Article Comparison - Elements of Crimes of the International Criminal Court [*]
Article 8 (2) (c) (iv)
1. The perpetrator passed sentence or executed one or more persons.
2. Such person or persons were either hors de combat, or were civilians, medical personnel or religious personnel taking no active part in the hostilities.
3. The perpetrator was aware of the factual circumstances that established this status.

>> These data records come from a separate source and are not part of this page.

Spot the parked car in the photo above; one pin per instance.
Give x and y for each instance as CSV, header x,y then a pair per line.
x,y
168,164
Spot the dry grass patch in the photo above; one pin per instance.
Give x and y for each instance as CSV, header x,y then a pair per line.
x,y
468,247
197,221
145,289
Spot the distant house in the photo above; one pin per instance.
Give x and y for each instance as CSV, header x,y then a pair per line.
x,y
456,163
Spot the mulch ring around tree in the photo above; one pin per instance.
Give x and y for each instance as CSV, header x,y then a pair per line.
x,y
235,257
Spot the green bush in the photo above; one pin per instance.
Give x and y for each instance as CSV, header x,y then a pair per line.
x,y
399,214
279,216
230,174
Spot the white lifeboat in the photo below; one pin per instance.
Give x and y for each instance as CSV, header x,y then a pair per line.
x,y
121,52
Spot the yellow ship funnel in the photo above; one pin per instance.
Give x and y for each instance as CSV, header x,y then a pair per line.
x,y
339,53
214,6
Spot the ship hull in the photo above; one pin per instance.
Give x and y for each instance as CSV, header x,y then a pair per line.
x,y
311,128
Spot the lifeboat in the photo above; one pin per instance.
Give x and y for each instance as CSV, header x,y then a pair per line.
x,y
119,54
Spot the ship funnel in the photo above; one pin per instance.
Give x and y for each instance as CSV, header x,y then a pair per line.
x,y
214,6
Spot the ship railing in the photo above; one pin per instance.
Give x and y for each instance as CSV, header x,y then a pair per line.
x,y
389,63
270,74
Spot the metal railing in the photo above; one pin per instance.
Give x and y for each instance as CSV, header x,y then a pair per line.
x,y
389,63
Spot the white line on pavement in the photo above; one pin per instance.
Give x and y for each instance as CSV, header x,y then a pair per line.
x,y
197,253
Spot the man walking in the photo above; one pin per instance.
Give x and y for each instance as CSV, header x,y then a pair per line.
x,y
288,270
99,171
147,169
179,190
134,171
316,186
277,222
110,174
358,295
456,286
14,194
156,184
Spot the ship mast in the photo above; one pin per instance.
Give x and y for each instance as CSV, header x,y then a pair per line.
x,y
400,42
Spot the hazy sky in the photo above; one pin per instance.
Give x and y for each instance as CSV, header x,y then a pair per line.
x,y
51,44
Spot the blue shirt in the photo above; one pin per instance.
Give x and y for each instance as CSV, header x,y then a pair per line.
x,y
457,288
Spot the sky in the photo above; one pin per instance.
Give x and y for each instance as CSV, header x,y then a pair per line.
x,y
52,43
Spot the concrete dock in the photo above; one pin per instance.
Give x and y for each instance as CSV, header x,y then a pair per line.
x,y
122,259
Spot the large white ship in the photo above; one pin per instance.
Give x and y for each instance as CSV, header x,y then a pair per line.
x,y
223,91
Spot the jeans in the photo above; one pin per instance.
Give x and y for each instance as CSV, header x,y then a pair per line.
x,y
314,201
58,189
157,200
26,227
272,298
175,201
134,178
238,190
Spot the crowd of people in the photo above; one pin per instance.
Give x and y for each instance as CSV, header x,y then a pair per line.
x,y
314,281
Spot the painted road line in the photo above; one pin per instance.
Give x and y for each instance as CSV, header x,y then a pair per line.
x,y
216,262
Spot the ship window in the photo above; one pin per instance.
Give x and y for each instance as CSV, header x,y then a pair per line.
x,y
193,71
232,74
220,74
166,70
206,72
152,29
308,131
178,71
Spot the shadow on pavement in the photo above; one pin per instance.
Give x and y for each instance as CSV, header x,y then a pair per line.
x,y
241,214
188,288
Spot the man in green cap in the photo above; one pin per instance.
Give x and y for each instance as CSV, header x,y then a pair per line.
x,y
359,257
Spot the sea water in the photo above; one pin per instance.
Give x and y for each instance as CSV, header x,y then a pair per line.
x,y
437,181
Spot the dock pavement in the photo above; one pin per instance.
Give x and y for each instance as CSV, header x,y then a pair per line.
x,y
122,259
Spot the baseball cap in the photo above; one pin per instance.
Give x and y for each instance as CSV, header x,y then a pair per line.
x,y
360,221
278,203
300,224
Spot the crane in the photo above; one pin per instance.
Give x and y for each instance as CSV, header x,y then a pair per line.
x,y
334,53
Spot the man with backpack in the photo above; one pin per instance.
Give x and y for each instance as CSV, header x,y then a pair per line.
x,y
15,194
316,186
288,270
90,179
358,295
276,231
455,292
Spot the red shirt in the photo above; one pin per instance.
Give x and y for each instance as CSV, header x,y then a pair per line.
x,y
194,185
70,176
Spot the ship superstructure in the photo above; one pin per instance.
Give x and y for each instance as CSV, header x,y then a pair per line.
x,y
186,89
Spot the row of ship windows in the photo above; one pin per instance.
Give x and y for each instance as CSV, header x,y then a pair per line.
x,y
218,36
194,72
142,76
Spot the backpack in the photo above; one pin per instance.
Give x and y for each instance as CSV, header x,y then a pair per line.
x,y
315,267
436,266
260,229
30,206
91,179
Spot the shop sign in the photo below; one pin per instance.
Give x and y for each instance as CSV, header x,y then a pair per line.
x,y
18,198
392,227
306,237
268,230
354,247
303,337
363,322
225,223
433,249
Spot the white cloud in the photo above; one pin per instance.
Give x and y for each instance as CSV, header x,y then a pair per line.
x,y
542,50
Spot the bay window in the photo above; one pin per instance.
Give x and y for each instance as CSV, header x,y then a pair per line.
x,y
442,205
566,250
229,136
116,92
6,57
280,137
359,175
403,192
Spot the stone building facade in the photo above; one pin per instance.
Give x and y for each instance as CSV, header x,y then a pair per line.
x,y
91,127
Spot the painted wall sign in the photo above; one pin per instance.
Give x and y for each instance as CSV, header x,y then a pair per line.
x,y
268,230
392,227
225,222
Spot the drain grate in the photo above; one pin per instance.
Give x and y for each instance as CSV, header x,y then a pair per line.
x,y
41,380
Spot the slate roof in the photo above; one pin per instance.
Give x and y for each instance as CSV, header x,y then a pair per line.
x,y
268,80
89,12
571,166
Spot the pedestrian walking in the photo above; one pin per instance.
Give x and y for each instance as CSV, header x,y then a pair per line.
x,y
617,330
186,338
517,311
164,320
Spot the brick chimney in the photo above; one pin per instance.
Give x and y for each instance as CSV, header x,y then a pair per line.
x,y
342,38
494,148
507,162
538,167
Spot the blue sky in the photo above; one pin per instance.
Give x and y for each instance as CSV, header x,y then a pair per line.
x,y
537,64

4. There was no previous judgement pronounced by a court, or the court that rendered judgement was not “regularly constituted”, that is, it did not afford the essential guarantees of independence and impartiality, or the court that rendered judgement did not afford all other judicial guarantees generally recognized as indispensable under international law.
5. The perpetrator was aware of the absence of a previous judgement or of the denial of relevant guarantees and the fact that they are essential or indispensable to a fair trial.
6. The conduct took place in the context of and was associated with an armed conflict not of an international character.
7. The perpetrator was aware of factual circumstances that established the existence of an armed conflict.
 The elements laid down in these documents do not address the different forms of individual criminal responsibility, as enunciated in articles 25 and 28 of the Statute.
 With respect to elements 4 and 5, the Court should consider whether, in the light of all relevant circumstances, the cumulative effect of factors with respect to guarantees deprived the person or persons of a fair trial.